Erregt schnelles Tempo herrschte auch bei Beethovens „Waldsteinsonate“ mit Donnergrollen in der Linken und Wetterleuchten in der Rechten. Dabei gelang ihr mit ihrer stupenden Virtuosität das Kunststück, die pulsierenden Achtel-Dreiklänge in der linken Hand individuell zu beleben, sie also ihrer „Nur-Begleitung“ zu berauben. Aber der so grandios-stauende Effekt vor der Reprise, den Edwin Fischer einmal mit dem Donnergetöse vor dem Sonnenaufgang aus Goethes „Faust“ verglich, blieb unbemerkt. Dafür begann Huangci in großer Ruhe das Finale mit wie hingetupften Melodietönen über Bassgemurmel. Die gefürchteten Triller wirkten gar nicht so furchtgebietend, eher mühelos, das Schluss-Prestissimo war wirklich eine wilde Jagd.
Der Teil nach der Pause gehörte ganz Schuberts B-Dur-Sonate D 960, seiner letzten Klaviersonate. Das Schnellzugtempo war jetzt einer drängend-treibenden Unruhe gewichen, gleichsam einer existenziellen Unbehaustheit, die sich in dem berühmten drohenden Basstriller gewichtig manifestierte, der noch in den Trillern des zweiten Satzes nachzittert. Aber berückend war, wie Claire Huangci das Thema mit jedem Harmoniewechsel in immer andere Stimmungsfarben tauchte und es wie in einem gelebten Leben durch harmonische Dickichte, tief eingeschnittene Seelentäler und über einsame Hochflächen wandern ließ, sodass es bei der Reprise sich anhörte wie durchs Leben gezeichnet.
Große Bögen gezeichnet
Das Andante ließ Huangci nicht zeitlich versanden, sondern verstand es melodisch großbogig, malte dabei mit der linken Hand auch immer große Bögen in die Luft, sodass im Kopf des Zuhörers farbige Regenbögen entstanden. Das leichtfüßige Scherzo geriet dann wieder so voller Unrast, dass der so graziös-delikate Walzerrhythmus verwischt war: Keine Rast. Nirgends.

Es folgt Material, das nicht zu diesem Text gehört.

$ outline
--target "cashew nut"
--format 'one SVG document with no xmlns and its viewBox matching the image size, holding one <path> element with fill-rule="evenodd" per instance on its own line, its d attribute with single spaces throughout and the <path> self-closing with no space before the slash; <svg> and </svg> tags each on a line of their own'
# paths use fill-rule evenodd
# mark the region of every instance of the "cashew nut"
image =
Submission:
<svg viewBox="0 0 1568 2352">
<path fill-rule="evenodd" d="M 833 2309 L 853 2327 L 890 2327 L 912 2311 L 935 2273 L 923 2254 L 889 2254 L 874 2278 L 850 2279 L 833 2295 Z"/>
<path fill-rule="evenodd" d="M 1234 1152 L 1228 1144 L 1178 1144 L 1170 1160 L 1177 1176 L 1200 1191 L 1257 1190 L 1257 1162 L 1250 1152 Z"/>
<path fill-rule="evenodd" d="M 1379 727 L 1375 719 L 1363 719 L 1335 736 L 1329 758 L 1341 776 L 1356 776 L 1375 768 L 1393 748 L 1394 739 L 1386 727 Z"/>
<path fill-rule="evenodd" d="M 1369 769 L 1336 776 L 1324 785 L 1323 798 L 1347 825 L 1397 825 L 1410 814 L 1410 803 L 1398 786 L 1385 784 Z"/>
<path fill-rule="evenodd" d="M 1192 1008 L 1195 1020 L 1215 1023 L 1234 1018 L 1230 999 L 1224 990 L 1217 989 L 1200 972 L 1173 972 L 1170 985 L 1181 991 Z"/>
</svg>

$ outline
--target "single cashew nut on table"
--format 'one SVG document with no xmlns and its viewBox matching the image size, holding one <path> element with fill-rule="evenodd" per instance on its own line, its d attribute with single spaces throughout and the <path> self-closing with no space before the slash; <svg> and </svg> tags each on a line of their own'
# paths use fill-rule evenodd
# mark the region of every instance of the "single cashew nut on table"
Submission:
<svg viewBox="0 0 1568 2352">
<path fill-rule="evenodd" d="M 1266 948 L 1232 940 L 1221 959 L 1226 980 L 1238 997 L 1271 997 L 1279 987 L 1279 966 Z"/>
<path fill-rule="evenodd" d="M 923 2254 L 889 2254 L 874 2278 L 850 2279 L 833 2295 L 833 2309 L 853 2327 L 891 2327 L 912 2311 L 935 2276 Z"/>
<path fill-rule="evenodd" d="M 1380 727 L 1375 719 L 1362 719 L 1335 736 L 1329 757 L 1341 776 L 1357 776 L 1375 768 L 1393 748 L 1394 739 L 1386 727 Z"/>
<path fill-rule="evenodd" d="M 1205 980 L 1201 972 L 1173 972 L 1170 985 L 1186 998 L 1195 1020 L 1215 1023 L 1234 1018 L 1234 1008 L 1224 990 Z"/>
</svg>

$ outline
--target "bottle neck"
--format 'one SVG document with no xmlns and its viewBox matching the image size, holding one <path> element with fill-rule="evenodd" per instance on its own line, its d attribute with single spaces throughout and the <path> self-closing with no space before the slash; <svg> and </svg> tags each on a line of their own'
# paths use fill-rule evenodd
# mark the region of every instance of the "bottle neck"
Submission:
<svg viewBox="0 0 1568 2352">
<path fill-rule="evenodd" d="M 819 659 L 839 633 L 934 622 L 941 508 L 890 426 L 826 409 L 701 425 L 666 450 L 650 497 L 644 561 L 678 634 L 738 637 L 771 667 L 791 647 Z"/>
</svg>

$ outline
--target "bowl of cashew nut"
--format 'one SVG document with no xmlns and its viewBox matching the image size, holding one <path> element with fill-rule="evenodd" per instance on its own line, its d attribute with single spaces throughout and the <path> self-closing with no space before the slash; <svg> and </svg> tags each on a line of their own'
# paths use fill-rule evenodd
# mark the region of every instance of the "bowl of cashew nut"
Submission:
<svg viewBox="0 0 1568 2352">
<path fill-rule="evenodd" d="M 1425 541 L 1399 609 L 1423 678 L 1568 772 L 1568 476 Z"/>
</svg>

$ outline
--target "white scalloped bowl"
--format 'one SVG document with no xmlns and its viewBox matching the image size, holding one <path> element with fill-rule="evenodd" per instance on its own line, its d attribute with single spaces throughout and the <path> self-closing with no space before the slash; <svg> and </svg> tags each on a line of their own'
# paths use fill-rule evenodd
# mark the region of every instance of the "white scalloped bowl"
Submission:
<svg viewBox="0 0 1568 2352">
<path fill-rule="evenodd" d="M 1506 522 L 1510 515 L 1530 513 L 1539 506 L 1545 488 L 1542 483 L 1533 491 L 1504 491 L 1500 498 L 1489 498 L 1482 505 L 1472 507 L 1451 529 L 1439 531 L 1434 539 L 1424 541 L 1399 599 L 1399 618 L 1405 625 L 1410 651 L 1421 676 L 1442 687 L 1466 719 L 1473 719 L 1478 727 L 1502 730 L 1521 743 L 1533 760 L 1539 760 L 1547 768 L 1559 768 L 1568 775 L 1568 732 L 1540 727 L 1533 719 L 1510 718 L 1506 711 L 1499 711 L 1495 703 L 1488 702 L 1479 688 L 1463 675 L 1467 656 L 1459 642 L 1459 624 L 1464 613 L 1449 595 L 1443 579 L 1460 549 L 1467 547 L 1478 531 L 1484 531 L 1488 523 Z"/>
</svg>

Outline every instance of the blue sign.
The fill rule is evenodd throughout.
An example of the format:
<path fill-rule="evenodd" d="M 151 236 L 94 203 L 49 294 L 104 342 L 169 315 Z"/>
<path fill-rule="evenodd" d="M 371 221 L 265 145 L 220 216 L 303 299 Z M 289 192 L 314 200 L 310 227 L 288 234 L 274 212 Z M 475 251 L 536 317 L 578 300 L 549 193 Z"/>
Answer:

Kreiselnd und dauerwirbelnd bis zum Schwindeligwerden, aber im tragischen c-Moll, tanzte sich das Rondo-Thema durch den langen Schlusssatz, mal wildwütig-erregt, dann wieder duftig silbern klingelnd, immer aber voll verhaltenem Schluchzen: tief berührend.
Für den losbrechenden Applaus bedankte sich die Pianisten mit Chopins Nocturne op. 27 Nr. 2, klangsprühend und klangsinnlich: wahre Clair-Huangci-Festspiele.